Но думать, что она могла заботиться о себе, – это плохо знать ее характер. Конечно, она отправилась в Шаваньяк, но только для того, чтобы забрать своих дочерей. Потом они поспешили в Австрию. А поскольку мадам де Шампетьер начала бурно протестовать, она объяснила ей своей план: броситься в ноги к императору, который обязан был услышать представительницу древнего дворянского рода! Она – одна из рода де Ноай, благороднейшей крови Франции. Ее род был истреблен так же жестоко, как и королевский.
Сказано – сделано! Граф де Буасси д’Англа достал ей паспорт для поездки в Гамбург, где от американского консула она получила другой, на имя «мадам Мотье», американской гражданки, направляющейся в Вену. Приехав в столицу австрийской империи, Адриенна была вынуждена долго ждать императорской аудиенции.
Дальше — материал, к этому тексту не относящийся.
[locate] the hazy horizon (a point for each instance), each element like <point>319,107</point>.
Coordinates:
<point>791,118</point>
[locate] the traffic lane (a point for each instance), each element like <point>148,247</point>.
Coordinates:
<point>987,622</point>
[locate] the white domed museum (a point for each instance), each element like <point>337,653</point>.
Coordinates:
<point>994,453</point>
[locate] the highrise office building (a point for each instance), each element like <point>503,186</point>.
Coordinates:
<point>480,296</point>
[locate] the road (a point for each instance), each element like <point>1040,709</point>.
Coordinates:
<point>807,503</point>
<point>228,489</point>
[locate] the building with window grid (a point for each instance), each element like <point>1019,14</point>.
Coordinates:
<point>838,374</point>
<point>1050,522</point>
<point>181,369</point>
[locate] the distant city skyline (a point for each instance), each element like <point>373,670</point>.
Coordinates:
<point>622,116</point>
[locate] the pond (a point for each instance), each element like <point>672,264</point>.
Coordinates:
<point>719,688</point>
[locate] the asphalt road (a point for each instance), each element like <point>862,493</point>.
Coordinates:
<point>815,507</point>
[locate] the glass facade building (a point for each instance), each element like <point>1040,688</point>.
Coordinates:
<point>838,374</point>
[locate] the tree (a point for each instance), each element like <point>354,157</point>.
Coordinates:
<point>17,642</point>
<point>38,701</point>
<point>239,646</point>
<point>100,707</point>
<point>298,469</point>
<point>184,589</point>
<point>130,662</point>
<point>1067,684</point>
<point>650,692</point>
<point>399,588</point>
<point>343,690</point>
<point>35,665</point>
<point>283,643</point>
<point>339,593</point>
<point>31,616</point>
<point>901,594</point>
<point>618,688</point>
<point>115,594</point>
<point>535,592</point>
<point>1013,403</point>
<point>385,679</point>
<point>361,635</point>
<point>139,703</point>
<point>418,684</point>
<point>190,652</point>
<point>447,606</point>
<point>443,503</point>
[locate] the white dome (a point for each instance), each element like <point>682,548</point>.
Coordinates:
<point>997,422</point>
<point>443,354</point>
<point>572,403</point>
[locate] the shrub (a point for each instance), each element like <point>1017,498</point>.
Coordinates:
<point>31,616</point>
Император Франц II был молодым человеком двадцати семи лет, любезным, элегантным и любящим женщин, но мадам де Лафайет не нашла в нем сочувствия: освободить такого опасного бунтаря, одного из зачинщиков революции? Об этом не могло быть и речи. Вполне возможно, его и считали великим человеком во Франции, но Австрия относилась к нему гораздо менее снисходительно. А это значит – он останется в крепости.
Тогда Адриенна попросила о другом: пусть ей позволят вместе с дочерьми присоединиться к пленнику. Три женщины хотят разделить судьбу своего мужа и отца, раз уж невозможно оказалось его освободить. Из уважения к древнему французскому роду императору пришлось задействовать всю свою деликатность, чтобы без лишних эмоций убедить это героическое создание выбросить из головы безумные идеи. Но нет, она желала быть запертой в крепости вместе с мужем, и ей обязаны разрешить отбыть туда немедленно. Император уступил: мадам де Лафайет с дочерьми могут отправляться в Верхнюю Моравию.
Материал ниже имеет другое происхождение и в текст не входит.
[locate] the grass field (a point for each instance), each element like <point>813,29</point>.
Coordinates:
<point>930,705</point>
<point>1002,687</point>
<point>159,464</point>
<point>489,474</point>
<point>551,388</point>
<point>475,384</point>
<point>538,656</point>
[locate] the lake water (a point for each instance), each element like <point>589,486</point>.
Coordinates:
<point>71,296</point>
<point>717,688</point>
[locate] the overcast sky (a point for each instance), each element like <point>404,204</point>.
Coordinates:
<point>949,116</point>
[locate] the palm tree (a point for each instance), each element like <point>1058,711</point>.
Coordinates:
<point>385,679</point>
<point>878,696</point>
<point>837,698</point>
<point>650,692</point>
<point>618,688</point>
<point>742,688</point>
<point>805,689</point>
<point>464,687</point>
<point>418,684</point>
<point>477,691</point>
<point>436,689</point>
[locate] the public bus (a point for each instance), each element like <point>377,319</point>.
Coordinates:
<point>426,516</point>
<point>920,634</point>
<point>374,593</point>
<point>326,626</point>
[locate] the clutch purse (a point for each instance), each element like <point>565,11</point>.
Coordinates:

Несмотря на всю смелость, она испытала приступ слабости при виде серых стен старой крепости, в свое время выдержавших осады турок. Дочь Анастасия, без сомнения, обладавшая таким же сильным характером, вернула ей твердость:
– Идемте, матушка! Вы не должны падать в обморок теперь, когда мы наконец получили возможность жить одной семьей!
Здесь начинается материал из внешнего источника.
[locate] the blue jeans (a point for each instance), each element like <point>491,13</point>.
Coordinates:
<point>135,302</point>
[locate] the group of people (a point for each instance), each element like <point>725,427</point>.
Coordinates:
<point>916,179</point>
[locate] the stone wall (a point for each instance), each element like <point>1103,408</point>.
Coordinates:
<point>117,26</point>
Какая странная «семейная жизнь»! Трех женщин содержали, как государственных заключенных: они были лишены всего имущества, несмотря на охранное письмо императора, привезенное Адриенной… Но ей было все равно: она наконец вновь воссоединилась со своим мужем. Он был в самом жалком состоянии: постаревший, худой, сгорбленный. При виде жены он разразился рыданиями: «Вы, сердце мое? Или это бред».